Two of the four app shortcuts are locked to Security and Intercom features. The user can choose the other two apps to appear in this shortcut list. Brightswitch provides two by default, preinstalled: Google Play Music and Google Calendar, the latter of which is a particularly curious app to have on your light switch. Not interested? You can add your own apps via the standard Google Play store. Dig into the settings, open the Google Play shortcut, and you’re kicked out into a standard Android interface. Here you can use the Brightswitch like any Android tablet, including downloading third-party apps.
I installed YouTube on the thing and, after about 10 minutes of downloads and updates, was able to watch a Simpsons clip on my light switch: The future has arrived, people. To return to the Brightswitch interface, you just tap the icon that appears in the dead center of the screen, where it overlays whatever it is you’re doing.
If you want to use the Brightswitch as a music player—not a terrible idea—you’ll need to connect it to an external Bluetooth speaker, as the internal speaker isn’t sufficient for tunes.
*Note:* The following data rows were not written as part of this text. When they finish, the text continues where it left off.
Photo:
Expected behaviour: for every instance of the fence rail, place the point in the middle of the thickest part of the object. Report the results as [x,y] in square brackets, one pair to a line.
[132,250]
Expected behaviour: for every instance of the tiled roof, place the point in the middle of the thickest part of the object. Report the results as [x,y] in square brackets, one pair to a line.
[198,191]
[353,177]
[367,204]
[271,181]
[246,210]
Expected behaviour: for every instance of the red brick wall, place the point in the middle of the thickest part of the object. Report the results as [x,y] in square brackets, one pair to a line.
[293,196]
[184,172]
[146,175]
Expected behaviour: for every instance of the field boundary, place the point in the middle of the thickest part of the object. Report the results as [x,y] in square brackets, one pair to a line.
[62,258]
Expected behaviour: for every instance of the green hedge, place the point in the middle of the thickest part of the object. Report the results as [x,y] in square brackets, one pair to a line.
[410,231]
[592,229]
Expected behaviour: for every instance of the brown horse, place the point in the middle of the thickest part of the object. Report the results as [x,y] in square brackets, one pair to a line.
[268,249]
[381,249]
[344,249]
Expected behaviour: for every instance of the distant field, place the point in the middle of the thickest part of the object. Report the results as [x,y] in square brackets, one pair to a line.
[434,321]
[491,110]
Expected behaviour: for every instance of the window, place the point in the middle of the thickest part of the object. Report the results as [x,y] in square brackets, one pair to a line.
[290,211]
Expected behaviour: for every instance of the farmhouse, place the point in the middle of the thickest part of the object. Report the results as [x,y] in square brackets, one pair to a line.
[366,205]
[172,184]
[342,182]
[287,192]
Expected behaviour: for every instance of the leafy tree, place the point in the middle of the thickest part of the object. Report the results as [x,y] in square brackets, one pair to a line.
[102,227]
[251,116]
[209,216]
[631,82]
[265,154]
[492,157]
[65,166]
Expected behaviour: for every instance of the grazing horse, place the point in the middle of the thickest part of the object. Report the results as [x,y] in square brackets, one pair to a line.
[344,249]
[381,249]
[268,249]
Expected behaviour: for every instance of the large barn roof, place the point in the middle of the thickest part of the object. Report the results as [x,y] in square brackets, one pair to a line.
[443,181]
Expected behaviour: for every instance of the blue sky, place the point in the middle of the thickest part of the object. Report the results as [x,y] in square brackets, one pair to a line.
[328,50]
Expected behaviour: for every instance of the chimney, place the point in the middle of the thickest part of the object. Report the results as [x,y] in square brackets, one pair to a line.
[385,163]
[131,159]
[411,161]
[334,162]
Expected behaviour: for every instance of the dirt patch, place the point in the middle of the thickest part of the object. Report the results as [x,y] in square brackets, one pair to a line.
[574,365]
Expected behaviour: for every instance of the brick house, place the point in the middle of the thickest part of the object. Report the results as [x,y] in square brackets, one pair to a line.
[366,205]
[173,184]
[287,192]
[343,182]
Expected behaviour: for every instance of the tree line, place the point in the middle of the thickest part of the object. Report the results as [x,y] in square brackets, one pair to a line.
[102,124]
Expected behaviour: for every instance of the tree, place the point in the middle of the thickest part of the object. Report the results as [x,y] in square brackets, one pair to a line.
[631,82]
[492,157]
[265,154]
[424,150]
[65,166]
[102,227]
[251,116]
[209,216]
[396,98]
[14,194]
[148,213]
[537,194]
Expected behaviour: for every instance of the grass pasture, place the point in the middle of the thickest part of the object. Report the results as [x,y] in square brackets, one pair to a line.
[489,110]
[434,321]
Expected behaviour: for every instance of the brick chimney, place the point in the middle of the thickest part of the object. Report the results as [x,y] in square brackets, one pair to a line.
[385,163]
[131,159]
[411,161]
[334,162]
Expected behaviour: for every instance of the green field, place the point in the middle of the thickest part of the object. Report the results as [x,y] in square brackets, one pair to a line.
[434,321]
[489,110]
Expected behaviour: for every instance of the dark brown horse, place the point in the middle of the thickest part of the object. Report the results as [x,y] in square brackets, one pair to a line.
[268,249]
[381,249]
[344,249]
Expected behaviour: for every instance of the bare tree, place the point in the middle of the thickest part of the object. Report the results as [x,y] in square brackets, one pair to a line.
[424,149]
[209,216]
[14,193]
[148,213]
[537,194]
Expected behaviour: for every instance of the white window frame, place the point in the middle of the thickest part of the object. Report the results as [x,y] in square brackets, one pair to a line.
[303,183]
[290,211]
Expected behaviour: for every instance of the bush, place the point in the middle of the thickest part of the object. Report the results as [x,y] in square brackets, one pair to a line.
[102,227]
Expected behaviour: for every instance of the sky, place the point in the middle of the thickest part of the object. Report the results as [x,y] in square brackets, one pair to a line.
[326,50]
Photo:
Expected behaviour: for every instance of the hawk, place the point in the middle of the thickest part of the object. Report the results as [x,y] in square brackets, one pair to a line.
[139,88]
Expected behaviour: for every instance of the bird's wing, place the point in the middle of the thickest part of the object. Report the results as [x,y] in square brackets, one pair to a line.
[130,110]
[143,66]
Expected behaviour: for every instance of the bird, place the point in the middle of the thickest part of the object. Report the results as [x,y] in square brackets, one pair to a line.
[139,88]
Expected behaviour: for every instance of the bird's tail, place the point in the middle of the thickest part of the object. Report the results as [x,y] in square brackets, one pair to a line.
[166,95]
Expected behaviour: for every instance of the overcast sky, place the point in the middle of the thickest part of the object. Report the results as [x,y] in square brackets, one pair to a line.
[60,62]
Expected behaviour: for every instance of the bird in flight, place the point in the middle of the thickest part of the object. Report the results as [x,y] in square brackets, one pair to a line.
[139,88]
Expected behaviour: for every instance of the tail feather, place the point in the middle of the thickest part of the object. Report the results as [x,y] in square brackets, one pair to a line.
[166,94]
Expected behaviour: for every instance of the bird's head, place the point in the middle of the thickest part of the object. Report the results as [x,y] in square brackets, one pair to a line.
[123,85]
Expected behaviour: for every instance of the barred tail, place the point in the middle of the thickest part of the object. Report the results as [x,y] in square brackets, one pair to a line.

The pairing process took me three tries, but eventually I got things connected and working. You’ll need to stream your music via an app over Wi-Fi, of course, because you can’t load music files directly onto the device, but it all worked well enough.
Another feature of the Brightswitch is the Security system, a widget that’s designed to let you use the device as a full-on alarm system, complete with motion detection and photo recording when the sensor trips. This couldn’t be more complicated to configure or use, but at least it does work, for the most part. Punch in a code and you are given 60 seconds to leave. If the sensor detects motion after that, it sends you a text message that the alarm has been tripped along with a picture of the room, all while blaring the creepiest siren I’ve ever heard. In my testing, though, the function was very erratic, sometimes with the alarm erupting in a sealed-shut, empty room, sometimes with the attached photograph so murky and dark as to be useless (see screenshot).
If you’re still not daunted by this commentary, you can try getting Brightswitch to work with a Z-Wave hub, such as Wink or SmartThings, so you can use the Wink/SmartThings app to control the Brightswitch. (You can also configure Brightswitch to control Z-Wave light bulbs elsewhere in the house, which technically makes it both a hub and a node on a Z-Wave network.) I never got this to work at all. Brightswitch referred me to its longwinded user guide, which was really no help. As well, a printed addendum in the box notes (among several other bugs) that “When controlling Brightswitch with a Wink hub you may notice erratic behavior. We are working on this problem.” Ultimately, I decided to concede this battle to the gizmo.
If I leave you with one thing, it’s that it’s impossible to overstate how convoluted all of this is – not to mention incredibly slow and punctuated with freezes and crashes. It’s so unintuitive that I expect anyone who’s not attracted to the device for its geek novelty value will quickly become frustrated to the point of anger.
To put it another way: I’m already removing it from my wall.
Correction: This story was updated shortly after publication to correct its byline.